Restoration of the Authority of Binding and Loosing
The foundation for this recovery was laid in the seventeenth and eighteenth centuries. Notably, Jacob Spener and the German Lutheran Pietist movement emphasized the recovery of the priesthood of the believer.The seventeenth century German mystic who impacted the Wesleys and Whitefield showed insight into the authority of the believer when he declared that we can take command over the unruly forces of our nature and “bind up our natural inclinations.” The Wesleyan Revival, influenced also by Pietism, and its descendants the Moravians, continued to bring about a greater awareness of the authority of the believer as Wesley himself engaged in exorcisms upon occasion when evil spirits manifested themselves.
PAUL L KING
(The rest of this well-researched document may be seen at http://awf.world/consult/the-restoration-of-the-doctrine-of-binding-and-loosing/ It is worth reading in full.

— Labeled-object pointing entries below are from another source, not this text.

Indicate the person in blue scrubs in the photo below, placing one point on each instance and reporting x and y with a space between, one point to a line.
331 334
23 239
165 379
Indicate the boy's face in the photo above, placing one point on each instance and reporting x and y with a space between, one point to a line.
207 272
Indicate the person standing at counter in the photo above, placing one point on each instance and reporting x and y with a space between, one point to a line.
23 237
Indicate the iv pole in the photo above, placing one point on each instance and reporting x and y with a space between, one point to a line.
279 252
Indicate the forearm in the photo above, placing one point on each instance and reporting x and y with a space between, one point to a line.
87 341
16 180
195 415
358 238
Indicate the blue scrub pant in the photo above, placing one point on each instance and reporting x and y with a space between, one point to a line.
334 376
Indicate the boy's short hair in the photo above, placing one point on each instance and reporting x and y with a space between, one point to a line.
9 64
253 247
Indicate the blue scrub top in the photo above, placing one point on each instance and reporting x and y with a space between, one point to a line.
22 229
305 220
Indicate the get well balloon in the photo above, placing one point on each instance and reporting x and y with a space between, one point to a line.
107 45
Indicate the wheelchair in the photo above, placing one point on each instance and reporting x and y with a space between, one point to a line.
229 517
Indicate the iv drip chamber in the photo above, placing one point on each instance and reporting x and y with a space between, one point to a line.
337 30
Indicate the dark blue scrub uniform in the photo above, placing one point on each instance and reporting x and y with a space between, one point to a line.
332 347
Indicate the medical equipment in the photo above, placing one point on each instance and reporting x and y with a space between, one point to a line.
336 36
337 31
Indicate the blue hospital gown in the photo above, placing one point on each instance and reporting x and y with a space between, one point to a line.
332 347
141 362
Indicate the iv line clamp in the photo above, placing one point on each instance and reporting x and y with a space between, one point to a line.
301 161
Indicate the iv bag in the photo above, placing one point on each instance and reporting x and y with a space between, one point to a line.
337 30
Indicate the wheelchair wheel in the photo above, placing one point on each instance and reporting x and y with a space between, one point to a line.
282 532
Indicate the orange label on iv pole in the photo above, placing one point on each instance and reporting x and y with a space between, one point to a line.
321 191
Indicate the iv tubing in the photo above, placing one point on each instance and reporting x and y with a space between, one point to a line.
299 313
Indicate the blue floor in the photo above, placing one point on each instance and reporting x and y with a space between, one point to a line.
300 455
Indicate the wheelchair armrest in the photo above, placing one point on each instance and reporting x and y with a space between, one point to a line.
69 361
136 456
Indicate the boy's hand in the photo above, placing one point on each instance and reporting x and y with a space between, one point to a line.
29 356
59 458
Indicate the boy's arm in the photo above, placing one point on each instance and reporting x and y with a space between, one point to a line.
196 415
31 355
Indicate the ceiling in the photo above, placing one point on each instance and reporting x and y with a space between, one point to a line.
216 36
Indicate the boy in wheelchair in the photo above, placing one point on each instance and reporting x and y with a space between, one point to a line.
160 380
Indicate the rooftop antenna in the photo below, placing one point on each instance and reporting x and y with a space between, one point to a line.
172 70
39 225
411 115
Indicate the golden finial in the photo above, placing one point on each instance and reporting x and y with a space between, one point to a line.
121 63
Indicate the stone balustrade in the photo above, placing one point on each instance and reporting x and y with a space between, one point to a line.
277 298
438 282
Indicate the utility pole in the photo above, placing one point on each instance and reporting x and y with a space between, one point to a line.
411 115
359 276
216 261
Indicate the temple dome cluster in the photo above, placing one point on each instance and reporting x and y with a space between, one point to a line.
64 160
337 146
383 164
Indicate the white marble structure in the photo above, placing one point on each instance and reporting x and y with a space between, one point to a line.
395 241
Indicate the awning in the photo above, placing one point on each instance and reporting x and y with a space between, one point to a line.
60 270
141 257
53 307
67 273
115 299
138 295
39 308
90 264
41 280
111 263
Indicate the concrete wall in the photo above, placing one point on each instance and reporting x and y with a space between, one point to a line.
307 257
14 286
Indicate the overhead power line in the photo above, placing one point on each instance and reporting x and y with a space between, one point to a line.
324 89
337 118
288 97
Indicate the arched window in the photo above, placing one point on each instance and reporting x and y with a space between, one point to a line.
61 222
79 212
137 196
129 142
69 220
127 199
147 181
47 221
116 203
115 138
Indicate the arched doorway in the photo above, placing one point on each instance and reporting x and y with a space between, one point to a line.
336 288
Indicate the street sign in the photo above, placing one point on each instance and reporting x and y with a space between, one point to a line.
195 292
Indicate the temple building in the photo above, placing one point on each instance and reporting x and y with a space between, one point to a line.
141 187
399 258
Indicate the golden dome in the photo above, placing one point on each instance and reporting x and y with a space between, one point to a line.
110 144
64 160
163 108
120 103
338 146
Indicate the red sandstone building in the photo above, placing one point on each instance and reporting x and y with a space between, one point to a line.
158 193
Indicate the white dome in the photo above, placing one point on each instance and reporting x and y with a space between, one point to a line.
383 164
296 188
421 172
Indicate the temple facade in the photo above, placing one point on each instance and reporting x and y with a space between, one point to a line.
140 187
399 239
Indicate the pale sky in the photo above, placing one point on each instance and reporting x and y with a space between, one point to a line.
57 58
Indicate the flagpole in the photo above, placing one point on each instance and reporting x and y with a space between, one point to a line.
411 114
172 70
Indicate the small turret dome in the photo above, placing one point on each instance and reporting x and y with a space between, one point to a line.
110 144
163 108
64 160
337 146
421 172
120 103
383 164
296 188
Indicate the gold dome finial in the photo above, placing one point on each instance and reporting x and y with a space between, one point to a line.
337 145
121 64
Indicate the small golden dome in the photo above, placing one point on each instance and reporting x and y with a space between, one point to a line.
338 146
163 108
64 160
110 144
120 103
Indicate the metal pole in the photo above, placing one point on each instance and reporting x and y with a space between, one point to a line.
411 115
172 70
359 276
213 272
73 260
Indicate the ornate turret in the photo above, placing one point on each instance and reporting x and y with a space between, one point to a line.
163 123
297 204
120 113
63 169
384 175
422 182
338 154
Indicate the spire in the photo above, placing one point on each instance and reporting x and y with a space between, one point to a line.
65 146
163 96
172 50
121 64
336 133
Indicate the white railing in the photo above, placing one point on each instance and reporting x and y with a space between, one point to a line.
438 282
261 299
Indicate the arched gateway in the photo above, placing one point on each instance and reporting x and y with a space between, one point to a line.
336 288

It has a detailed bibliography. The present day Charismatic Movement and the earlier Pentecostal Movement have corrupted this doctrine. We need to understand that unless we are living holy lives, obedient to God’s will and submissive to the Holy Spirit, we cannot overcome Satan and his wicked devices. Yes, the believer can bind the strong man (Satan, his evil forces), but he himself must be ‘walking worthy of the Lord’ and ‘humbling himself under the mighty hand of God’. Furthermore, the New Testament church (i.e two or three gathered in His name’, Matt 18.18,19) has this authority. Denominationalism and individualism are strongly decried. The Pentecostals and Charismatics have made ‘binding and loosing’ (and ‘exorcism’) a kind of ‘technique’ (indulging in ‘showmanship’ and sensationalism); as a result the believer’s authority over Satan is lost (read Rom 16.20, Luke 10.19, etc). The Charismatic church and the denominational churches, having abandoned sound doctrine and complete reliance on the Bible, the Word of God, has been invaded by evil spirits. Less said about the apostate Roman Catholic church the better.